Mexico has taken the US firearms industry to court to hold them responsible for the violence committed by cartels using their weapons on its soil.

At the Nogales land border crossing signs warn that firearms and ammunition are prohibited once you cross the border into Mexico. Arizona, US, in April 2017.

For the past three years, Mexico has been taking the American firearms industry to court in the US. Recent legal victories have been widely celebrated in the country. For the first time, the American justice system has authorized a country to sue this sector for its role in firearms trafficking, and to demand reparations.

 

The issue is one of the most sensitive in Mexican public opinion, given that the American firearms industry bears a large share of the responsibility for drug trafficking, the main scourge of the country. Mexico City has estimated that nearly half a million weapons from the US enter the country illegally every year. 6 out of 10 murders are committed with firearms, almost all of which come from the country’s northern neighbor.

There has also been considerable interest in this legal battle, which has been underway since 2021, in the US. Mexico’s victories in the federal courts of Boston (Massachusetts) and Tucson (Arizona), which have been described as “historic,” have been applauded by a majority of Americans; who want to see regulation imposed on this industry, which has been implicated in both civilian massacres and the fentanyl crisis.

“The US now knows that it is arming the cartels that are flooding the country with one of the most lethal drugs,” said Jonathan Lowy, the American lawyer who has been representing Mexico in this litigation and has been battling this industry in the courts for the past 27 years.

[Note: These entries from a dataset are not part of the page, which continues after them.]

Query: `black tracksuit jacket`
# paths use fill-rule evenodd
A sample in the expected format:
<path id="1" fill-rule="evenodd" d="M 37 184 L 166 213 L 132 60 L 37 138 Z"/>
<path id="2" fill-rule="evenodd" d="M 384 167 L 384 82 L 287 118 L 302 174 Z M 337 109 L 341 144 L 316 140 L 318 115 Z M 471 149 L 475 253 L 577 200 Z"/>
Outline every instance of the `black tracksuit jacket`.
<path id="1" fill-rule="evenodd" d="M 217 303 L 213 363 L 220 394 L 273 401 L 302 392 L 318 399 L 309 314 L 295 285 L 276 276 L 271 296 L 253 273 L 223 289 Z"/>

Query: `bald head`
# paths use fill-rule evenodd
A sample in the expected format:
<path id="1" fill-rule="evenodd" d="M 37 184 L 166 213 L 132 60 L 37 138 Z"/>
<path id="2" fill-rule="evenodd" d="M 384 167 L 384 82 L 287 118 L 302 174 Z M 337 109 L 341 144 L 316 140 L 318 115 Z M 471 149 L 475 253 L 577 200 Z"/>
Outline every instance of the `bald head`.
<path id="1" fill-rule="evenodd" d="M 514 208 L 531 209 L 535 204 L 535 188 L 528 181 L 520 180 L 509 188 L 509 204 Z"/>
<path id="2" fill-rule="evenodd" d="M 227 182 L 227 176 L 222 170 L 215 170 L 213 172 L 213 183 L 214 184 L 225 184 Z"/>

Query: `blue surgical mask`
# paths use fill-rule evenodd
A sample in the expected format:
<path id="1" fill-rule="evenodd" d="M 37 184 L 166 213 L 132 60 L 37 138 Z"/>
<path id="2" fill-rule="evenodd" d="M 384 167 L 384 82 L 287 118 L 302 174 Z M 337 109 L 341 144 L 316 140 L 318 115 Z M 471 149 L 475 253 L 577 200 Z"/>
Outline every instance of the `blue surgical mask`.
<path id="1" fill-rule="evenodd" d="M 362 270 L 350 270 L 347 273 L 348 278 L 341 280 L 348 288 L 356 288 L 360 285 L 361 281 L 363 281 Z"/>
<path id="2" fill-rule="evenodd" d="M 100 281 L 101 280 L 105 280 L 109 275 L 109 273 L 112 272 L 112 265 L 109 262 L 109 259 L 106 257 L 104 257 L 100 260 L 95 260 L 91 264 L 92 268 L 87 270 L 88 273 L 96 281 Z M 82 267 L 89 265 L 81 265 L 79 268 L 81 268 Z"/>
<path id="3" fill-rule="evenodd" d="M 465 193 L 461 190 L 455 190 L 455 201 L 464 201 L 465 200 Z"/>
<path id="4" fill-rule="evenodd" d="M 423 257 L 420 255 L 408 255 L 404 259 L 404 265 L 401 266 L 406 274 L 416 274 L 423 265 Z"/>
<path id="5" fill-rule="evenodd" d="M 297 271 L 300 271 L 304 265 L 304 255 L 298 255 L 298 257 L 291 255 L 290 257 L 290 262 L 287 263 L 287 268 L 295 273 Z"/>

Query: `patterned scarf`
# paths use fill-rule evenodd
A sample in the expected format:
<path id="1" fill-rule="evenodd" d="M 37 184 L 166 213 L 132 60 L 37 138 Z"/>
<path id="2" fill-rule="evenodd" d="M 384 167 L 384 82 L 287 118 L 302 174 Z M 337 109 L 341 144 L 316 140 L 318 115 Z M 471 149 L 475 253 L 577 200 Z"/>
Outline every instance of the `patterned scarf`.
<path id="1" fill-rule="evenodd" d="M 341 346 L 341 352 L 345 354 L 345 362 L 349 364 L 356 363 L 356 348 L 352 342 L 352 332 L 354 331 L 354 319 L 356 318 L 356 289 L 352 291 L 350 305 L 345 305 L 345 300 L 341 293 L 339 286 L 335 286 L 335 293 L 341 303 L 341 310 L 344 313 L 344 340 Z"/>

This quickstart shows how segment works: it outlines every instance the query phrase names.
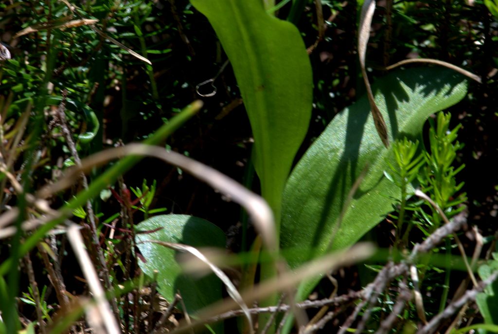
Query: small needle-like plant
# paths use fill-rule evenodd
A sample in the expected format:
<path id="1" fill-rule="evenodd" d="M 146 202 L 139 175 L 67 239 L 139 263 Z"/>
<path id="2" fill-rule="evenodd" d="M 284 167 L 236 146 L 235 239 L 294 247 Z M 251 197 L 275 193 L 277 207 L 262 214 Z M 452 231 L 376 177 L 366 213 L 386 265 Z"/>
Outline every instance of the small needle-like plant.
<path id="1" fill-rule="evenodd" d="M 433 199 L 448 219 L 464 209 L 460 204 L 467 200 L 465 193 L 458 194 L 464 182 L 457 183 L 456 178 L 465 165 L 455 166 L 457 153 L 464 146 L 457 141 L 457 133 L 462 125 L 458 124 L 450 130 L 451 118 L 450 114 L 440 113 L 436 122 L 429 120 L 430 147 L 425 154 L 427 165 L 420 178 L 423 191 Z M 442 220 L 435 208 L 431 207 L 431 209 L 432 216 L 430 219 L 426 219 L 431 226 L 427 231 L 428 233 L 439 227 Z"/>
<path id="2" fill-rule="evenodd" d="M 392 145 L 394 162 L 388 163 L 392 175 L 387 171 L 384 172 L 384 174 L 399 187 L 401 191 L 399 213 L 396 224 L 396 244 L 399 245 L 402 242 L 401 236 L 405 221 L 407 200 L 408 195 L 411 194 L 408 193 L 408 186 L 416 178 L 419 169 L 425 162 L 424 156 L 418 153 L 418 141 L 412 142 L 405 138 L 395 142 Z M 409 232 L 409 226 L 406 227 L 405 233 Z"/>

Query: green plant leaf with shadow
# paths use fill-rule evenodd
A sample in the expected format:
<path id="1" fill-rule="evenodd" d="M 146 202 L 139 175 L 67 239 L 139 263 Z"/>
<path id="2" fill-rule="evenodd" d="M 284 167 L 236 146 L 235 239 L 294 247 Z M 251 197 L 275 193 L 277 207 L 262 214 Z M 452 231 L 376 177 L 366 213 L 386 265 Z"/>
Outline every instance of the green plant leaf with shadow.
<path id="1" fill-rule="evenodd" d="M 377 80 L 373 88 L 389 142 L 419 139 L 427 117 L 463 98 L 466 87 L 463 76 L 442 67 L 398 71 Z M 378 140 L 370 110 L 363 97 L 336 116 L 291 174 L 281 247 L 301 250 L 287 258 L 292 268 L 351 246 L 399 202 L 399 188 L 383 175 L 393 159 L 392 146 L 386 149 Z M 306 298 L 319 279 L 302 283 L 297 298 Z"/>
<path id="2" fill-rule="evenodd" d="M 155 240 L 181 243 L 194 247 L 224 248 L 223 231 L 207 220 L 187 215 L 168 214 L 152 217 L 137 225 L 137 246 L 146 262 L 138 259 L 140 268 L 150 277 L 158 271 L 159 293 L 168 301 L 179 291 L 189 313 L 222 298 L 221 281 L 213 274 L 200 279 L 184 274 L 177 262 L 176 252 L 157 244 Z M 141 232 L 142 233 L 138 233 Z"/>
<path id="3" fill-rule="evenodd" d="M 311 67 L 297 29 L 261 0 L 191 0 L 233 67 L 254 139 L 261 193 L 278 224 L 282 192 L 311 118 Z M 278 230 L 278 228 L 277 228 Z"/>
<path id="4" fill-rule="evenodd" d="M 494 260 L 490 260 L 486 264 L 479 267 L 478 272 L 482 280 L 486 280 L 491 274 L 498 270 L 498 253 L 493 253 Z M 484 292 L 477 295 L 476 303 L 479 308 L 479 311 L 484 318 L 484 323 L 487 325 L 498 324 L 498 281 L 495 281 L 485 289 Z M 481 328 L 478 330 L 480 334 L 497 333 L 496 331 L 487 330 Z"/>

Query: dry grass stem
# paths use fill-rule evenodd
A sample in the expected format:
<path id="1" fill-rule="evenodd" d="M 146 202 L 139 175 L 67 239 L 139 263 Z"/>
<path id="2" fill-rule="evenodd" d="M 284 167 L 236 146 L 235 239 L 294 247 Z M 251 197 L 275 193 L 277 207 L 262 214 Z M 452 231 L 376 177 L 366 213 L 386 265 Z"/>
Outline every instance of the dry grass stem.
<path id="1" fill-rule="evenodd" d="M 434 316 L 426 325 L 418 331 L 417 334 L 432 334 L 435 332 L 444 320 L 452 316 L 469 301 L 475 300 L 478 294 L 482 292 L 485 288 L 493 283 L 497 277 L 498 277 L 498 271 L 493 273 L 489 277 L 481 282 L 477 287 L 472 290 L 468 290 L 460 299 L 450 303 L 444 311 Z"/>
<path id="2" fill-rule="evenodd" d="M 180 252 L 185 252 L 188 253 L 196 258 L 200 260 L 203 263 L 205 264 L 209 269 L 215 273 L 218 278 L 225 284 L 227 288 L 227 292 L 232 299 L 237 303 L 246 315 L 248 322 L 249 324 L 249 331 L 252 334 L 254 332 L 254 326 L 252 325 L 252 319 L 251 318 L 250 314 L 249 313 L 249 308 L 244 302 L 242 299 L 242 296 L 239 293 L 237 288 L 234 285 L 230 280 L 230 279 L 224 273 L 221 269 L 213 264 L 208 258 L 201 253 L 198 249 L 188 245 L 182 245 L 181 244 L 172 243 L 171 242 L 164 242 L 162 241 L 157 241 L 154 240 L 147 240 L 144 242 L 151 242 L 156 243 L 161 246 L 167 247 L 175 250 Z"/>
<path id="3" fill-rule="evenodd" d="M 358 244 L 349 250 L 336 252 L 310 261 L 292 272 L 281 273 L 279 277 L 265 281 L 247 292 L 243 292 L 241 295 L 247 304 L 251 304 L 254 301 L 260 300 L 276 292 L 286 291 L 308 278 L 367 258 L 371 256 L 374 250 L 374 247 L 370 244 Z M 237 304 L 232 300 L 215 303 L 206 310 L 200 311 L 199 320 L 193 322 L 191 326 L 184 326 L 172 333 L 183 333 L 192 327 L 200 326 L 208 319 L 236 307 Z"/>
<path id="4" fill-rule="evenodd" d="M 425 199 L 428 202 L 431 203 L 431 205 L 439 213 L 439 215 L 443 218 L 445 224 L 449 224 L 450 221 L 448 220 L 448 217 L 446 217 L 446 215 L 444 214 L 443 210 L 441 210 L 439 206 L 437 205 L 435 202 L 434 202 L 432 199 L 429 197 L 428 196 L 426 195 L 425 193 L 421 191 L 419 189 L 417 189 L 415 191 L 415 194 L 421 198 Z M 465 264 L 465 267 L 467 268 L 467 272 L 469 273 L 469 276 L 470 277 L 471 280 L 472 281 L 472 283 L 474 284 L 474 286 L 477 287 L 478 286 L 477 280 L 476 279 L 476 277 L 474 275 L 474 272 L 472 270 L 472 268 L 471 268 L 470 265 L 469 264 L 469 260 L 467 260 L 467 254 L 465 254 L 465 250 L 464 249 L 464 245 L 460 241 L 460 238 L 456 234 L 453 236 L 455 238 L 455 241 L 457 243 L 457 245 L 458 247 L 458 250 L 460 251 L 460 254 L 462 254 L 462 258 L 464 260 L 464 263 Z"/>
<path id="5" fill-rule="evenodd" d="M 382 144 L 385 147 L 389 147 L 387 137 L 387 127 L 384 117 L 380 113 L 375 103 L 372 87 L 365 68 L 365 58 L 367 54 L 367 45 L 370 37 L 370 26 L 372 25 L 374 12 L 375 11 L 375 0 L 365 0 L 362 7 L 362 14 L 360 19 L 360 29 L 358 31 L 358 55 L 360 57 L 360 65 L 362 69 L 362 75 L 367 88 L 367 96 L 370 104 L 370 109 L 374 118 L 374 123 Z"/>
<path id="6" fill-rule="evenodd" d="M 88 287 L 93 295 L 100 319 L 103 322 L 107 334 L 119 334 L 121 331 L 111 311 L 111 306 L 106 298 L 95 268 L 85 248 L 85 244 L 77 225 L 71 224 L 68 228 L 67 237 L 88 283 Z"/>
<path id="7" fill-rule="evenodd" d="M 399 66 L 402 66 L 403 65 L 406 65 L 407 64 L 412 64 L 413 63 L 424 63 L 426 64 L 434 64 L 434 65 L 438 65 L 440 66 L 444 66 L 445 67 L 448 67 L 450 68 L 454 71 L 456 71 L 461 74 L 463 74 L 468 78 L 470 78 L 475 81 L 477 81 L 479 83 L 482 83 L 482 80 L 481 78 L 474 73 L 469 72 L 461 67 L 459 67 L 458 66 L 455 66 L 453 64 L 450 64 L 450 63 L 447 63 L 446 61 L 443 61 L 442 60 L 438 60 L 437 59 L 432 59 L 430 58 L 418 58 L 412 59 L 405 59 L 404 60 L 401 60 L 401 61 L 398 62 L 393 65 L 387 66 L 385 68 L 386 70 L 390 70 L 393 68 L 396 68 Z"/>
<path id="8" fill-rule="evenodd" d="M 218 170 L 185 156 L 165 149 L 144 144 L 131 144 L 109 149 L 93 155 L 81 162 L 81 166 L 70 169 L 59 181 L 45 186 L 37 193 L 37 196 L 45 198 L 70 186 L 74 178 L 82 171 L 86 172 L 114 159 L 125 155 L 153 157 L 180 167 L 199 179 L 229 197 L 247 210 L 253 219 L 258 232 L 262 236 L 267 249 L 271 252 L 277 249 L 276 232 L 273 213 L 260 196 Z"/>

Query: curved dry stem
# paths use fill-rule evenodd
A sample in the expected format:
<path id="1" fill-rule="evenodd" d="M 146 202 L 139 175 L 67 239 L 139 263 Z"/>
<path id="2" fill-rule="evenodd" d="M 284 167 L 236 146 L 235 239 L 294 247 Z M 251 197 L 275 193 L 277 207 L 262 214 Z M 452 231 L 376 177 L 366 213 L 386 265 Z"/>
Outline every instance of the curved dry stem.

‘Attractive marketing strategies’

The Mexican foreign ministry has implemented a legal and political strategy to get the industry to change its practices. Mexico has argued that the US firearms industry has set up “deliberate efforts to create and maintain an illegal market for their weapons in Mexico.” It cites weapons designed as “military-style,” that can easily be converted to allow for automatic fire; and whose design imitates symbols of Mexican “narco” culture figures and Mexican national symbols, such as its flag or the Virgin of Guadalupe.

For example, Colt’s, which is one of nine manufacturers targeted by the Mexican complaint, produces three models – El Jefe, El Grito and Emiliano Zapata – of its Colt .38 revolver featuring grips engraved with these symbols as well as a phrase attributed to the Mexican revolutionary figure Zapata: “It’s better to die on your feet than to live on your knees.” Firearms manufacturing company Barrett, meanwhile, has designed .50-caliber rifles capable of pulverizing vehicle armor, and which have already shot down Mexican army helicopters south of the Rio Bravo.